HP To Consolidate Former EDS Data Centers
HP will consolidate about 100 former EDS data centers into about 50 facilities, spending $1 billion and eliminating 9,000 jobs in the process. But will it build new facilities or renovate existing ones?
June 1, 2010
In 2006, HP undertook an ambitious data center consolidation, migrating apps and equipments from more than 85 company-owned data centers into six newly-built facilities in Austin, Atlanta and Houston. Today the company announced another major data center consolidation, this time affecting HP Enterprise Services (formerly EDS), which it acquired in 2008.
Ann Livermore, Executive Vice President of Hewlett-Packard Enterprise Business, said the company expects to consolidate about 100 former EDS data centers into about 50 facilities, spending $1 billion and eliminating 9,000 jobs in the process. HP's announcement indicates that most of that $1 billion will be for severance, but some will go for infrastructure.

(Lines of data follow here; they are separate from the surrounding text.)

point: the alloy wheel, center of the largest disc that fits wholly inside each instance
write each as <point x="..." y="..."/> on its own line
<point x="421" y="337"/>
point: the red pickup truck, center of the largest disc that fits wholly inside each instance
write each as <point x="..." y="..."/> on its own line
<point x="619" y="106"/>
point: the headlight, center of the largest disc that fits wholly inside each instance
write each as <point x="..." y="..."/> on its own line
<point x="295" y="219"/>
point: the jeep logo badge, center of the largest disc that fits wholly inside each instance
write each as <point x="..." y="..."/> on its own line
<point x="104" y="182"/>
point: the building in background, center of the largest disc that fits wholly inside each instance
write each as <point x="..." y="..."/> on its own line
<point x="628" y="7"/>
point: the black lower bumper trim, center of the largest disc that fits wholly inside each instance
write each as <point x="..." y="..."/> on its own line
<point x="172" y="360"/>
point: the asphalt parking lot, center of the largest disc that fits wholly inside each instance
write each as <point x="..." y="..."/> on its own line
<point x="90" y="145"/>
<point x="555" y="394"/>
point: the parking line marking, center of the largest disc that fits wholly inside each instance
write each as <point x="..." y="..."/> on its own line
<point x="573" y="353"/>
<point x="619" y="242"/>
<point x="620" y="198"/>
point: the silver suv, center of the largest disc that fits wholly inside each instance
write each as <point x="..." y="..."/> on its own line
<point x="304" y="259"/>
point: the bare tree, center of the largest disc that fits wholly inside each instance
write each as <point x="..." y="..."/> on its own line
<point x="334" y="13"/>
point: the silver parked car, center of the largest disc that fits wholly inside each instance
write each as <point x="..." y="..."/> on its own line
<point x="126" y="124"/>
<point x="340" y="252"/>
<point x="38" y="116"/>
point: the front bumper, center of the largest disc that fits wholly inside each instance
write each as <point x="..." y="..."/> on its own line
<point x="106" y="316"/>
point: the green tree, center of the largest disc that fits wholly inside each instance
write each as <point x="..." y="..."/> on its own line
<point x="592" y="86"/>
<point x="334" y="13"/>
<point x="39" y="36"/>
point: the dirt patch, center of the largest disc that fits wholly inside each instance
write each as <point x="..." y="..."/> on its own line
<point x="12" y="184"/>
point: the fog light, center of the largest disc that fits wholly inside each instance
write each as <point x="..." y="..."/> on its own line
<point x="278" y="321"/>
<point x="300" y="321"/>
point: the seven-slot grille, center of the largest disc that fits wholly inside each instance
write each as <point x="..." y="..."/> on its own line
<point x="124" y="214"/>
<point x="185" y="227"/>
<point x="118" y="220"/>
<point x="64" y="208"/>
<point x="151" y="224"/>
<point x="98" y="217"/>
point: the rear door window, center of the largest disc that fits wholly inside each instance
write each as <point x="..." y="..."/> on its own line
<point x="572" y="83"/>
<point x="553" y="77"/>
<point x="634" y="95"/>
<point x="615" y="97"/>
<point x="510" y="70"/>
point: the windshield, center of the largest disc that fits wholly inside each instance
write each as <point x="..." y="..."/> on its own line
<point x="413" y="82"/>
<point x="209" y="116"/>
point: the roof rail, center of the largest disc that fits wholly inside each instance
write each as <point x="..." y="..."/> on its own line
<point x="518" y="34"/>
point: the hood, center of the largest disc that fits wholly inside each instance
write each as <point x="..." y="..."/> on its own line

"Fully Automated" Data Centers
"HP will invest in fully automated, standardized, state-of-the-art commercial data centers built on its Converged Infrastructure and operated by its industry-leading management software," HP says in its announcement. "Leveraging its experience from its own IT transformation, HP will enable clients to migrate their applications to these modernized infrastructure platforms, allowing them to run their businesses faster and more efficiently."
Will HP build brand new, highly efficient facilities for the consolidation, as it did with its in-house effort? "HP will be consolidating data centers into existing facilities where applicable," said HP spokesperson Jane McMillian. "We have no additional details on the $1 billion in charges at this time."

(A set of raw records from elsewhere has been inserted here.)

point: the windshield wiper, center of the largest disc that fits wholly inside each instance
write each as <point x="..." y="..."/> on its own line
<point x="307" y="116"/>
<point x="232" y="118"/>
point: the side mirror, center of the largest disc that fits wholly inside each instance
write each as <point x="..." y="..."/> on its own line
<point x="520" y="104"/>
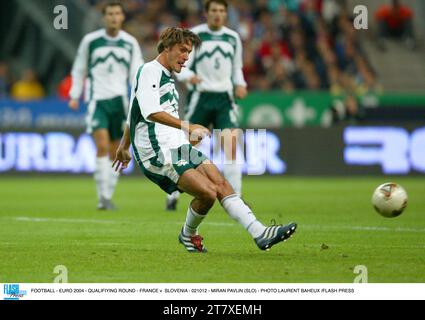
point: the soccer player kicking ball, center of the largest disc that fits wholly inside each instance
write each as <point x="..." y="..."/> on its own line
<point x="165" y="155"/>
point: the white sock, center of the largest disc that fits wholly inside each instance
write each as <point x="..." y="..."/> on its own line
<point x="193" y="220"/>
<point x="239" y="211"/>
<point x="113" y="180"/>
<point x="101" y="176"/>
<point x="174" y="195"/>
<point x="233" y="174"/>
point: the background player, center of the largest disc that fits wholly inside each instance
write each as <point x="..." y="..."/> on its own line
<point x="108" y="58"/>
<point x="214" y="75"/>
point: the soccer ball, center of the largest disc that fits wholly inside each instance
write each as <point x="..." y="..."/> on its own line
<point x="389" y="199"/>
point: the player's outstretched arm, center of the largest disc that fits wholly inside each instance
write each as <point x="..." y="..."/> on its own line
<point x="123" y="156"/>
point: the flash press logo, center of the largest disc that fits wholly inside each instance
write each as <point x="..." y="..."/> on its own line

With HP planning to offer end-to-end converged infrastructure, new facilities might work better than retrofits. But that's not simple with the former EDS clients, as Livermore indicated.
"You won't ever see the same order of magnitude as we're able to do inside HP because in some instances with our clients we have data centers that are dedicated to them that they want dedicated to them," she said. "We have certain clients who have geographic requirements for us for where they want data centers. And so you'll not see in a services business like we have with HP Enterprise Services the same opportunity to reduce to the same number we did internally for HP. But still this is a substantial opportunity for us and something that we think is a good opportunity for our clients as well as HP."